Mettre en œuvre présentement…

Ici et maintenant

Pu
blié dans Chroniques Noir & Rouge,
n° 15, dé
cembre 2023

Mettre en œuvre, « présentement, des espaces de vie », c’était une expression de Gustav Landauer (1870-1919) * ; aujourd’hui, c’est dans des récits qui s’échelonnent sur une soixantaine d’années et dans un enchevêtrement avec d’autres écrits, datant eux de ces quinze dernières années, qu’Anna Kruzynski nous donne à lire Quartier en lutte.
Les espaces de vie, c’est l’usine, l’atelier, le village, etc. ; ici, c’est le quartier, son quartier, autrefois contrôlé par l’Église catholique et par les élites locales, c’est la Pointe-Saint-Charles à Montréal, au Québec, où, au début du XXIe siècle, on assiste à l’apparition d’un militantisme inspiré des idées et des pratiques de l’anarchisme, déterminées, d’un côté, par le municipalisme et l’écologie sociale de Murray Bookchin, de l’autre, par l’autodétermination économique de J. K. Gibson-Graham, mais ce n’est pas si simple.

Il est à noter que nombre de militants n’affichent pas une affiliation directe à l’anarchisme, car elle peut être perçue comme par trop dogmatique, et qu’une transformation des subjectivités est essentielle à l’émergence d’une « communauté-de-commun ».
Ce qui, dans cette aventure, est plutôt négligé par l’histoire officielle, c’est que ce militantisme tient sa force d’une « épine dorsale », l’action des femmes de ce quartier.
Les récits d’Anna Kruzynski ont pour origine sa propre expérience de femme cisgenre qui découvre l’évolution des mentalités et des pratiques féminines se déclinant en bisexualité, transgenre, queer, etc., toutes façons de vivre librement sa sexualité.
En 2004, écrit-elle dans une note, « je n’avais pas encore intégré la multiplicité des rapports d’oppression […], aujourd’hui, je porterais une lunette intersectionnelle ».
Elle écrit aussi :
« J’ai appris que le changement social est un processus de longue haleine, une accumulation de moments, d’innovations, de conflits, d’avancées, de reculs.

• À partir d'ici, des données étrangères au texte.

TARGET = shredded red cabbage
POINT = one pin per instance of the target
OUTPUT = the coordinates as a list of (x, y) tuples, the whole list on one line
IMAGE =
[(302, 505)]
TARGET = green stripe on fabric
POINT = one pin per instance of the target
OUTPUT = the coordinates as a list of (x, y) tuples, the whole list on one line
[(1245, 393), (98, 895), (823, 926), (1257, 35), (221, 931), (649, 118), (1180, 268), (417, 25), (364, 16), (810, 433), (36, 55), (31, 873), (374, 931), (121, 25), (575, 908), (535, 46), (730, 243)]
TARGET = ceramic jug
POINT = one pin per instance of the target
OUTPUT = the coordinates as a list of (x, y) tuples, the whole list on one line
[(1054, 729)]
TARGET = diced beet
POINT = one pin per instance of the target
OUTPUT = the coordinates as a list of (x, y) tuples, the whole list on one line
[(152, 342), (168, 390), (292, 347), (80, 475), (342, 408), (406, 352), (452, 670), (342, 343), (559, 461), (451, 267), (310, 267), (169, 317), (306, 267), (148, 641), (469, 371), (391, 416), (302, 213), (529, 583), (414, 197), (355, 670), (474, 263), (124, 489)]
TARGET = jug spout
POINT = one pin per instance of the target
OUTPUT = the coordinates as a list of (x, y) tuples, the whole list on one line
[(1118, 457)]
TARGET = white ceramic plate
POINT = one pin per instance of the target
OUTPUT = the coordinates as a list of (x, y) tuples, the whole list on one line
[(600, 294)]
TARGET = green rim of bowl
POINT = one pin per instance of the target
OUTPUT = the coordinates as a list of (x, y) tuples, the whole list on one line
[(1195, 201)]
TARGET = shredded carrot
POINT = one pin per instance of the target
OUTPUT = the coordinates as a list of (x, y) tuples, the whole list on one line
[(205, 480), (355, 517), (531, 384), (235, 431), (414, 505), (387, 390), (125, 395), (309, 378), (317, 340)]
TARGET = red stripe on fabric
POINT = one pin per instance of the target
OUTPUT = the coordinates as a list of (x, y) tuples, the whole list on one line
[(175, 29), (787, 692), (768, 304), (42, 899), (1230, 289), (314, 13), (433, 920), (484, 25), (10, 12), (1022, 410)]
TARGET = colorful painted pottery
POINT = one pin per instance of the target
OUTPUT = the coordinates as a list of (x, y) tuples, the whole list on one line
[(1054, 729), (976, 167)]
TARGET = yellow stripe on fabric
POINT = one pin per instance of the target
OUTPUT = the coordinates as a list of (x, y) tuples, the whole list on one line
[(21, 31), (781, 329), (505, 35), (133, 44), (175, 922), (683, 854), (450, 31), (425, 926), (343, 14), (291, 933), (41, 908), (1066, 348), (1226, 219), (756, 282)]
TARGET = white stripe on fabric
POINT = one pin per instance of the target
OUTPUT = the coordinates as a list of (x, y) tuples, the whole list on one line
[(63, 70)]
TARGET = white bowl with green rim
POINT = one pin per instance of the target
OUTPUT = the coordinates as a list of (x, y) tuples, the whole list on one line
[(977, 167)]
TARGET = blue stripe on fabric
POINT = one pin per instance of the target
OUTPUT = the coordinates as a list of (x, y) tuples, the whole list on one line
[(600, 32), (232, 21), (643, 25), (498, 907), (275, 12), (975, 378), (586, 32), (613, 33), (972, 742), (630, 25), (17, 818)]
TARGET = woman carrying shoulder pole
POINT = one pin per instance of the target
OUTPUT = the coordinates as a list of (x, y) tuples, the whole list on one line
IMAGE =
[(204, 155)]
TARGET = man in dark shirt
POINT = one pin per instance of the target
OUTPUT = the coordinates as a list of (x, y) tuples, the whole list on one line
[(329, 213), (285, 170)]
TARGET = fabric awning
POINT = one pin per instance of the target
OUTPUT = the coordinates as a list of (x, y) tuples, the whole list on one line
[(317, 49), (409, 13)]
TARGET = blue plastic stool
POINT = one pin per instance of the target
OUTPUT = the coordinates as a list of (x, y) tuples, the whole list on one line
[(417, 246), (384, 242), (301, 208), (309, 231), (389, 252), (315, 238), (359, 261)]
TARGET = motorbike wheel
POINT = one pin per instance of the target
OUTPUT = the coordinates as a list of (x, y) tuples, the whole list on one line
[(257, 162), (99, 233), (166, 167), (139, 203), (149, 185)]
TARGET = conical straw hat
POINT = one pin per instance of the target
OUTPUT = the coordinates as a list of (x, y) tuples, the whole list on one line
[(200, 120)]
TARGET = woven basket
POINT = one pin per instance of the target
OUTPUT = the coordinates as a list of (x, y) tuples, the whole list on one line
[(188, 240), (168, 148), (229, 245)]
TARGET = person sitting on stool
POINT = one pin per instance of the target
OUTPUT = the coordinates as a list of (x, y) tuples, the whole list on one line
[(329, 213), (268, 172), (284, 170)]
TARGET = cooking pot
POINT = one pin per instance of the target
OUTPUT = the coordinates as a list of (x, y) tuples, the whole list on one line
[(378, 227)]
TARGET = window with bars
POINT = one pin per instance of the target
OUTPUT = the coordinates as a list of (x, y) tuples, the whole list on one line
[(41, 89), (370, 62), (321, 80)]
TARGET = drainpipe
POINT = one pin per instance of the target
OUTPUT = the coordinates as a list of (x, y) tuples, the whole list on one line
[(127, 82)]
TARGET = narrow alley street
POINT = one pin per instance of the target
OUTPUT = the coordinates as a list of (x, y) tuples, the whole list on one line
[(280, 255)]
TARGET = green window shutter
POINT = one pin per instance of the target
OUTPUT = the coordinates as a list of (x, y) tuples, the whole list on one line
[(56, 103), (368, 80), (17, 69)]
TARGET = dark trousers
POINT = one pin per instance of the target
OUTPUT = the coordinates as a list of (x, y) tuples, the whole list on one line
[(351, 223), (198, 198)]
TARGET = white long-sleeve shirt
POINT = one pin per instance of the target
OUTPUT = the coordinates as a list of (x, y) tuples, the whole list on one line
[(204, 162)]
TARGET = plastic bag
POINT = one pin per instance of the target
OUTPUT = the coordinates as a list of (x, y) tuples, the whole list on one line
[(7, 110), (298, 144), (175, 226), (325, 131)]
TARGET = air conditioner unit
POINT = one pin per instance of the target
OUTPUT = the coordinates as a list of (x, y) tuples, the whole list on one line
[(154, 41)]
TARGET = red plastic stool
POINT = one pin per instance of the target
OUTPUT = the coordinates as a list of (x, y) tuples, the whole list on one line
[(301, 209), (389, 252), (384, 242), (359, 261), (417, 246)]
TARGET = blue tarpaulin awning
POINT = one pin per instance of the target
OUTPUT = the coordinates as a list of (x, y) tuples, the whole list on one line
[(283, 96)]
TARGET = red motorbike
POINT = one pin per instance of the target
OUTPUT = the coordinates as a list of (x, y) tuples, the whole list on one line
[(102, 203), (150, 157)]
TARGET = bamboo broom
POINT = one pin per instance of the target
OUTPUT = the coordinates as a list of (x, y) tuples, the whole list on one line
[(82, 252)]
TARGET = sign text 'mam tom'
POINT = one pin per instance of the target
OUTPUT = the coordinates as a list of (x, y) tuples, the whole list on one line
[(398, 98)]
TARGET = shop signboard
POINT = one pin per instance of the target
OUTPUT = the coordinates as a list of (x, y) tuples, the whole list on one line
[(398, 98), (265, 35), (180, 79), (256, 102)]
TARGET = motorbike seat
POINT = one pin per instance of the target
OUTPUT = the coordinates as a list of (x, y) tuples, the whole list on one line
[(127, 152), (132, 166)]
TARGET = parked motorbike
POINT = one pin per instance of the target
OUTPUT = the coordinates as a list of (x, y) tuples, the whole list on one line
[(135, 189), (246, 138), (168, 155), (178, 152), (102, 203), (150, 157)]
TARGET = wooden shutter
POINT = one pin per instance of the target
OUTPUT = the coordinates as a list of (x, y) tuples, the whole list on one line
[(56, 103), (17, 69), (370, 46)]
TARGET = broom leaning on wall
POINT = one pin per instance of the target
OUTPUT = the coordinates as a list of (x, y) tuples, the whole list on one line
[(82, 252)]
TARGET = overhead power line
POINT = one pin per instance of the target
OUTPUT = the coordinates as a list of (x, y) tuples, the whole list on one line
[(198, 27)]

Que, tranquillement, pas vite, les normes culturelles changent, souvent de manière imperceptible, et qu’à un moment donné il y a éruption, une cassure, et un moment de transformation radicale, et les choses ne sont plus comme avant. »
Ce résultat est la conséquence de l’engagement « d’acteurs créatifs disparates qui mettent en avant une diversité tactique alimentée par un but commun » :
« Nous avons besoin de gens motivés, polyvalents, qui en ont marre d’interagir dans une société patriarcale, capitaliste, raciste et avide de biens matériels. Nous voulons des relations sociales riches, égalitaires, qui nous permettent de remplir à la fois nos besoins vitaux […] et nos désirs d’amour, d’amitié, de culture et d’art. »
Dit autrement, il s’agit là d’un processus de pollinisation croisée.
Dans la pratique, des convergences ou des coalitions ponctuelles s’organisent, horizontalement, pour déboucher sur l’action directe, la désobéissance civile – les moyens étant aussi des fins –, des tactiques de confrontation accompagnée d’« une stratégie d’action à long terme ayant pour objet la construction préfigurative d’un monde meilleur ».
À la Pointe Saint-Charles, requalifiée de Pointe libertaire, on assiste à la création du Jardin de la liberté, une parcelle de terre urbaine à l’abandon et qui sera cultivée en commun ; d’une fresque murale communautaire de 400 mètres carrés ; du squat d’un bâtiment de 9 200 mètres carrés qui verra s’installer une épicerie coopérative, des ateliers de mécanique pour vélos et automobiles ; des ateliers d’art et de photographie ; un service de santé pour les familles, une garderie d’enfants, etc.
Sans être pour autant réformiste, au sens étroit du terme, il ne fait pas de doute que « ces réformes peuvent engendrer des bénéfices concrets et immédiats dans la vie des personnes… »
L’objectif central est la construction d’un mouvement de masse sans toutefois « souscrire à la vision d’une avant-garde éclairée qui nous amènerait vers une révolution spectaculaire ».
Si les ennemis ce sont l’État et le capitalisme, il y a un autre adversaire : « les forces omniprésentes de l’embourgeoisement qui ne sont souvent pas extérieures au “nous” ».

* Vient de paraître d’Anatole Lucet : Communauté et révolution chez Gustav Landauer, Klincksieck, 410 p.

Anna Kruzynski, Quartier en lutte, récits féministes et libertaires.
Pointe-Saint-Charles – Montréal,
Atelier de création libertaire, 2023, 176 p.